Although the government was forced to revise the Fiscal Structural Reform Law to allow more pump-priming measures, it is not enough to help the government implement permanent tax cuts, which are needed to stimulate the economy, he said.

The revised law allows the government to issue deficit-covering bonds if the economy continues to fall, but it still maintains the target year of cutting the fiscal deficit to 3 percent or less of gross domestic product by 2005, although it was extended from the original 2003.

Hata is very critical of Prime Minister Ryutaro Hashimoto for failing to admit his responsibility for misguiding the economy and for making light of Diet deliberations. “In Diet deliberations, Hashimoto had been maintaining that the fiscal 1998 budget was the best. However the day after the Diet cleared it, he proposed a supplementary budget,” Hata said. “That has made the public, including the market, distrust whatever the government says.”

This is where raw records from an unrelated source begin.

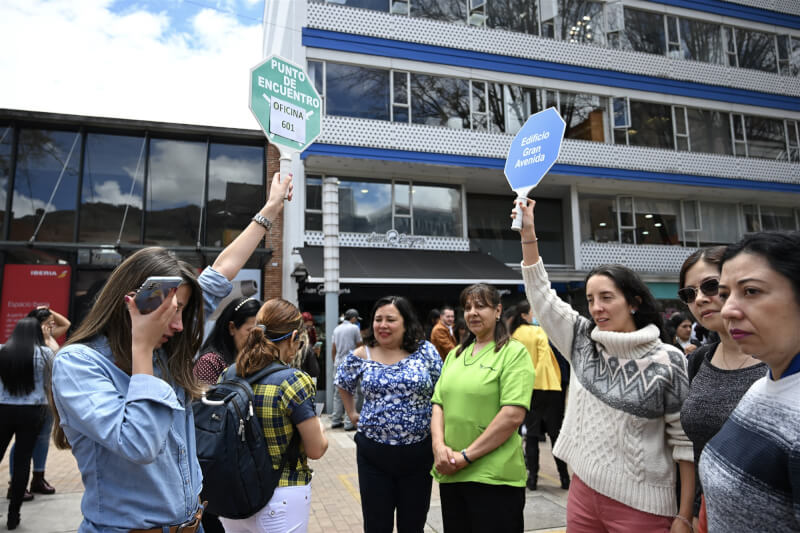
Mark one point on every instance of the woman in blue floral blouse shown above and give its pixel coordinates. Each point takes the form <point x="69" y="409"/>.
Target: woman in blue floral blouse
<point x="398" y="370"/>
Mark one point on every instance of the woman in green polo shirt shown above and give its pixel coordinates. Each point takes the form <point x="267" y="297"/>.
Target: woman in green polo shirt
<point x="480" y="400"/>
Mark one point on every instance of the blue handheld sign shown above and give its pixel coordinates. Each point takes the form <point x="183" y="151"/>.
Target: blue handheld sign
<point x="533" y="153"/>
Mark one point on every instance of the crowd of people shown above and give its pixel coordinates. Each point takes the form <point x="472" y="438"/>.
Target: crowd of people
<point x="680" y="423"/>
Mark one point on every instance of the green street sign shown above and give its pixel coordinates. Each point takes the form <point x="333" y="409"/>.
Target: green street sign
<point x="285" y="103"/>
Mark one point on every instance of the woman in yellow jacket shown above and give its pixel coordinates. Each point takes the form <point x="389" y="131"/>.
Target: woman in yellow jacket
<point x="547" y="400"/>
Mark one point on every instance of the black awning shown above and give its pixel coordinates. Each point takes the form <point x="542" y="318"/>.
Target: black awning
<point x="400" y="266"/>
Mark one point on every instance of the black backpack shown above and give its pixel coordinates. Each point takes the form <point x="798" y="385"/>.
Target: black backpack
<point x="238" y="474"/>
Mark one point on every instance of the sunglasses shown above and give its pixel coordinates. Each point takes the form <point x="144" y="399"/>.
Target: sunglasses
<point x="709" y="287"/>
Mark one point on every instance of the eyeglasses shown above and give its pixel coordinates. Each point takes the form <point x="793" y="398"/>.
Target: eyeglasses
<point x="709" y="287"/>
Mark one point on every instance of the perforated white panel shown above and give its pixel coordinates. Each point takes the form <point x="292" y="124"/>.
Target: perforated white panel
<point x="417" y="30"/>
<point x="639" y="257"/>
<point x="419" y="138"/>
<point x="366" y="240"/>
<point x="783" y="6"/>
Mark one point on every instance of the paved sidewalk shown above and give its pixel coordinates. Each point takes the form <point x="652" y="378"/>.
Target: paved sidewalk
<point x="335" y="506"/>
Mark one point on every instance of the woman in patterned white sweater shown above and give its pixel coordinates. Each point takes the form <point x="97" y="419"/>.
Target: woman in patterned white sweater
<point x="622" y="431"/>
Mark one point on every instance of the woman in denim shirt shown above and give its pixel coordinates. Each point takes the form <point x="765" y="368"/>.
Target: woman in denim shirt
<point x="123" y="386"/>
<point x="23" y="363"/>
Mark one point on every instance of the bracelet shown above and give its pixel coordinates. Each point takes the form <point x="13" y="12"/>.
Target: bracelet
<point x="262" y="221"/>
<point x="685" y="521"/>
<point x="464" y="453"/>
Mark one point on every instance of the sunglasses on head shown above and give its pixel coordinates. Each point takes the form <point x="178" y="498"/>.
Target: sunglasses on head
<point x="709" y="287"/>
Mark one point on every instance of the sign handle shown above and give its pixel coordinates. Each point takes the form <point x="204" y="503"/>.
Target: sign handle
<point x="516" y="224"/>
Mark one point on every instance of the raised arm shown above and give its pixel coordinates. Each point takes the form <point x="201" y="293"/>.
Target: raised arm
<point x="236" y="254"/>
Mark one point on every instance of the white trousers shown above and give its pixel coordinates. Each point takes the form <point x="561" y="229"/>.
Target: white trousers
<point x="286" y="512"/>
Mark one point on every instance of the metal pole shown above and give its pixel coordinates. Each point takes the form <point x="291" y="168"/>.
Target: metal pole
<point x="330" y="232"/>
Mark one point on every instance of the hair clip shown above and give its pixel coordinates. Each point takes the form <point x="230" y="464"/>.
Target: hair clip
<point x="235" y="309"/>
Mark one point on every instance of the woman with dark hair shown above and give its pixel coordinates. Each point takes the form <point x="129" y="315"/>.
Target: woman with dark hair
<point x="479" y="402"/>
<point x="621" y="433"/>
<point x="750" y="469"/>
<point x="397" y="369"/>
<point x="231" y="329"/>
<point x="24" y="364"/>
<point x="284" y="402"/>
<point x="123" y="385"/>
<point x="547" y="400"/>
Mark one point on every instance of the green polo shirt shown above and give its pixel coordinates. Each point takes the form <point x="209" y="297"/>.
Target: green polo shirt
<point x="471" y="391"/>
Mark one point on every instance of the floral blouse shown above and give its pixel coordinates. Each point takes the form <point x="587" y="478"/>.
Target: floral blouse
<point x="397" y="398"/>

The problem for the DPJ is that most of the unsatisfied voters have not turned their attention toward the opposition. While approval for the Cabinet hit its lowest rate at 27 percent in a recent major newspaper poll, 10 percent supported the DPJ, compared with 36 percent for the LDP.

Because of this low support, Hata said it is necessary to appeal to those people who think nothing will change, no matter the leadership, to make them believe that a change will occur if they vote for the DPJ. “I understand that people have become apathetic because Shinshinto, which was established to vie with the LDP, has failed,” Hata said. “But many reforms began under Morihiro Hosokawa’s administration,” which was inaugurated in August 1993 with no alliance with the LDP.

Hata said the DPJ would like to make the Upper House elections a springboard for the party’s future advancement.